Margaret L. Shock (from left), her son, Chuck Shock, and his wife Lynn, are filled with emotion as Pine Bluff Police Lt. Lance Lawhon presents the American flag to the family during the burial ceremonies of Cleddie ‘Chief’ Shock Wednesday morning at Memorial Park Cemetery in Pine Bluff. (Pine Bluff Commercial/Ralph Fitzgerald)
During more than three decades as a Pine Bluff police officer and court bailiff, Cleddie ‘Chief” Shock often met people at their worst.
Despite his quiet demeanor, however, it’s said that Shock’s Christian character was so prevalent that even when arresting someone or interacting with a defendant, he could quickly relieve their tension and make a friend.
“Love poured out of him,” Canaan Missionary Baptist Church Pastor Vick McGehee said at the late police chief’s funeral Wednesday at Cranford Funeral Home.
Shock, who served on the Jefferson County Quorum Court as the District 8 justice of the peace since 1995, died March 3 after a long illness.
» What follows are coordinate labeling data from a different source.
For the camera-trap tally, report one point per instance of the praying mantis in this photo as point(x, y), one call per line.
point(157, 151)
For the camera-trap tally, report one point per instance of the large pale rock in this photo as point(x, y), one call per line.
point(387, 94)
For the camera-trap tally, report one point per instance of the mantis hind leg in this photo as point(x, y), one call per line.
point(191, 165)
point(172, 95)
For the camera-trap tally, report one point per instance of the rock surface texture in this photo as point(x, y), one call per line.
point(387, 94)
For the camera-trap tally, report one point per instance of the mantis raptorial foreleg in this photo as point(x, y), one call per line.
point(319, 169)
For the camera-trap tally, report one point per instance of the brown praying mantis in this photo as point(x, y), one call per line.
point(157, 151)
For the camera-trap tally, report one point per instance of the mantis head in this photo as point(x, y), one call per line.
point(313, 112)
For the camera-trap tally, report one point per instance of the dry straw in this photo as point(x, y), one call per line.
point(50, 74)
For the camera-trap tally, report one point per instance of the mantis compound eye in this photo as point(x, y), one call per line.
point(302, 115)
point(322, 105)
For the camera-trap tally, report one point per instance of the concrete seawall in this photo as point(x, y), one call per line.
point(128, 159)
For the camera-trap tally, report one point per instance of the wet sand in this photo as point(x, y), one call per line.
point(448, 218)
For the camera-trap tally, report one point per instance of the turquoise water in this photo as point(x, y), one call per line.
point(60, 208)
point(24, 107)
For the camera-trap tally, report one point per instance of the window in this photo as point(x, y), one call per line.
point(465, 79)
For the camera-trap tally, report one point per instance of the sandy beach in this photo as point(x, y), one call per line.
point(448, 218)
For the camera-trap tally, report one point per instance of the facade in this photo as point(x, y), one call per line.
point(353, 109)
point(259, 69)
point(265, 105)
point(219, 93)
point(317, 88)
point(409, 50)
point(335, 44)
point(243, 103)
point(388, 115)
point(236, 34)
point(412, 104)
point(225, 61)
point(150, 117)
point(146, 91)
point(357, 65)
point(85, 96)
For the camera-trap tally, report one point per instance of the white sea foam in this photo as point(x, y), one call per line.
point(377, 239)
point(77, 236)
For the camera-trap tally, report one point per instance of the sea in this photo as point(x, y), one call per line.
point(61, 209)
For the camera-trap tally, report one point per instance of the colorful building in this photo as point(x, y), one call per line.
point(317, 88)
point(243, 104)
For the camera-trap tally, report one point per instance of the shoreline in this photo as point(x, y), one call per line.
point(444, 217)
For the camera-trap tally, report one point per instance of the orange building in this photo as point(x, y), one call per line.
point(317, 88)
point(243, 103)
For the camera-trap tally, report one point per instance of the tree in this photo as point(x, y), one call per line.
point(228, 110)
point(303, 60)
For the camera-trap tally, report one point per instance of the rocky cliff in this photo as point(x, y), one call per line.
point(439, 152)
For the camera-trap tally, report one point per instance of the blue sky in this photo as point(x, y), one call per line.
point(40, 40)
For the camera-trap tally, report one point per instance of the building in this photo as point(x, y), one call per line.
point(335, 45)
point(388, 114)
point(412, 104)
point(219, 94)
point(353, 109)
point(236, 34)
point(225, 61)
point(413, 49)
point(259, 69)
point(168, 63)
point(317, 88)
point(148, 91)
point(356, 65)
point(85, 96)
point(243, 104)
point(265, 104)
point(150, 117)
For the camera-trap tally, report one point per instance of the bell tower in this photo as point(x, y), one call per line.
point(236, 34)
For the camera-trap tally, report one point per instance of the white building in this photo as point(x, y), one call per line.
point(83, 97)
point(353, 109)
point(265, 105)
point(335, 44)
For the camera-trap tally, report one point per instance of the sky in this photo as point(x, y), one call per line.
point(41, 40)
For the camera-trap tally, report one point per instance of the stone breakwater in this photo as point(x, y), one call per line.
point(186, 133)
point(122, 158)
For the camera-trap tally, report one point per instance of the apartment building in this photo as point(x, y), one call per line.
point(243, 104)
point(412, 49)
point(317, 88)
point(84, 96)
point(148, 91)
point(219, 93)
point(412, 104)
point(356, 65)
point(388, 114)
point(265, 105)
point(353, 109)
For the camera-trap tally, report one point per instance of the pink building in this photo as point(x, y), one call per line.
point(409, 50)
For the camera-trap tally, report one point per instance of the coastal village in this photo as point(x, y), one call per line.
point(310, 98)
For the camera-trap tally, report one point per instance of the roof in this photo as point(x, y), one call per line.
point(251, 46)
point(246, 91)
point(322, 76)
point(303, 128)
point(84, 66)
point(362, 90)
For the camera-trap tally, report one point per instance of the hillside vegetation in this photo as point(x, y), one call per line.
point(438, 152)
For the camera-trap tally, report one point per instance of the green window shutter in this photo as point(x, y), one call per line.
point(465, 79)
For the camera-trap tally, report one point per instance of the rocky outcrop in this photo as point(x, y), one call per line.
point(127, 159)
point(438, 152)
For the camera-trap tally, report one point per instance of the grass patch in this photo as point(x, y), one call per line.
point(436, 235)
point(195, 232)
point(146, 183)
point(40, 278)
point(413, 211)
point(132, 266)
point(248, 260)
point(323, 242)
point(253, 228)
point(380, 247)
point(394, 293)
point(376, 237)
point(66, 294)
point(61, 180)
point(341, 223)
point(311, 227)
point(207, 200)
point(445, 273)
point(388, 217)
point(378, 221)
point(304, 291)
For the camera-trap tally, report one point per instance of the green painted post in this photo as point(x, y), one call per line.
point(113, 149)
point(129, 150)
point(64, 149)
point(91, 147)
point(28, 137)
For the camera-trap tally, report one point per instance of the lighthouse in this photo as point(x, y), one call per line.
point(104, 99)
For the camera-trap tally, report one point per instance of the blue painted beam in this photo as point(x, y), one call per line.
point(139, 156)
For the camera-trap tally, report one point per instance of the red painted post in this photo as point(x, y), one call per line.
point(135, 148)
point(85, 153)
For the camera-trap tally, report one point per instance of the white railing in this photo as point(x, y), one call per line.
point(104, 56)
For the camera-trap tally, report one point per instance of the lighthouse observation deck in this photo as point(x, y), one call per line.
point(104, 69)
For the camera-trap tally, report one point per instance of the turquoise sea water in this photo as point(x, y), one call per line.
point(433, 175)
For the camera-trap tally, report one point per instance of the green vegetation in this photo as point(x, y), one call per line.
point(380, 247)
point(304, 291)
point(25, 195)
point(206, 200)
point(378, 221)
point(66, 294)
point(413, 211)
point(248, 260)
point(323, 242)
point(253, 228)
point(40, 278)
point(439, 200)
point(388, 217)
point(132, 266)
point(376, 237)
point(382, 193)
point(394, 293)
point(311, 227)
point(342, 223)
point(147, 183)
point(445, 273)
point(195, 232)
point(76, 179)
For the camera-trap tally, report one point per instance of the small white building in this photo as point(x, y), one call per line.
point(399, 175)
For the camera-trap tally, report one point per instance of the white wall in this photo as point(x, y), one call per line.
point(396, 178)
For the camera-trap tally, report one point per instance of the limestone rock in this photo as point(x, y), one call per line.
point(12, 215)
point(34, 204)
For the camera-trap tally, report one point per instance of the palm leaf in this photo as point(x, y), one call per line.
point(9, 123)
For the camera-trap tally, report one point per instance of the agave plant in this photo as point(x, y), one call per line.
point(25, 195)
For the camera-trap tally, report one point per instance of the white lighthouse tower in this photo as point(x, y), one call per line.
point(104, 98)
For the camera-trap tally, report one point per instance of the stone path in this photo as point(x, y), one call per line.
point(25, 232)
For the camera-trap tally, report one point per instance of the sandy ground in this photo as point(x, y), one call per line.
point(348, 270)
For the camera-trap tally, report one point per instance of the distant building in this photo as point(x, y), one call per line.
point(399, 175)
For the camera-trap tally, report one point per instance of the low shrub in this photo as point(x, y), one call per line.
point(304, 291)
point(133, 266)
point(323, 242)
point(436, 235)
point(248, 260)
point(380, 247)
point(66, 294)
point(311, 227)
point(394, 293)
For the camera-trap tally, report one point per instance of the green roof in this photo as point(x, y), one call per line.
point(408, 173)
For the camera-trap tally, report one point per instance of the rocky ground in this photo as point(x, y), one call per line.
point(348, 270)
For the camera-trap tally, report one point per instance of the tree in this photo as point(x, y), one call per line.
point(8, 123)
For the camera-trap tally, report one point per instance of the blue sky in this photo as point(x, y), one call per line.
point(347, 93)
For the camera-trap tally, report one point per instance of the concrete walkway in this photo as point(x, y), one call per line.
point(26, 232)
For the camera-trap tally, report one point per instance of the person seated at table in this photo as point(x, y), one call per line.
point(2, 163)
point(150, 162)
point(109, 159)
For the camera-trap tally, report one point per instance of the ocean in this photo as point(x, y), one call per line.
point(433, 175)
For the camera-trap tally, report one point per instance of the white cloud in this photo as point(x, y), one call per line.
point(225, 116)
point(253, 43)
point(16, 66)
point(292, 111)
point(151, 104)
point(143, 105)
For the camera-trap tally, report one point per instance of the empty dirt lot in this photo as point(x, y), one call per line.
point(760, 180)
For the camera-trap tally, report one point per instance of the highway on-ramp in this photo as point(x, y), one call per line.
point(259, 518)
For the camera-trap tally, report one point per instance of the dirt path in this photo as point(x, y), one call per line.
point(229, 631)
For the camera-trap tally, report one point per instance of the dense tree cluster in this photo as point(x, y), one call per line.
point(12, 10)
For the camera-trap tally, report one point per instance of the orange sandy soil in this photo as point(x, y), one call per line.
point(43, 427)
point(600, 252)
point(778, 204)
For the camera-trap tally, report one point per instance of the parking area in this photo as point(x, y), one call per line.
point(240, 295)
He was 87.
“Cleddie’s life was love in action,” McGehee said. “He was a loving family man and friend, and he’ll be remembered for the kindness and love he displayed.
“Cleddie’s spirit truly lives, and the things he stood for live on, too.”
Shock’s fellow past-and-present JPs listened with a large crowd that included elected officials, current law enforcement officers, and a few police retirees who had worked with Shock.
County Judge Mike Holcomb described Shock as “a great friend and a great man.”
Holcomb said Shock’s long-time and consistent efforts in aiding others made Shock “a true public servant.”
“When there was a task before him, Cleddie worked to get it done,” Holcomb said, adding that Shock always aimed at “doing his best.”
“He was a mentor to me,” the judge said before reading a memorial proclamation in which Holcomb praised Shock for his public service achievements.
Noting that after his 23-year police career, Shock also retired as director of security at the former Boys Training School and as Circuit Judge H.A. Taylor’s bailiff in Pine Bluff, Holcomb said Shock’s death represented the JP’s “final retirement.”
“I have no doubt that he’s retired to Heaven,” Holcomb said of Shock. “I have no doubt of his salvation.”
He is survived by his wife, Margaret L. Keeth Shock; son, Chuck Shock; daughter, Dianne Vilches; three grandsons and four great grandchildren.
A graveside service and burial followed at Memorial Park Cemetery.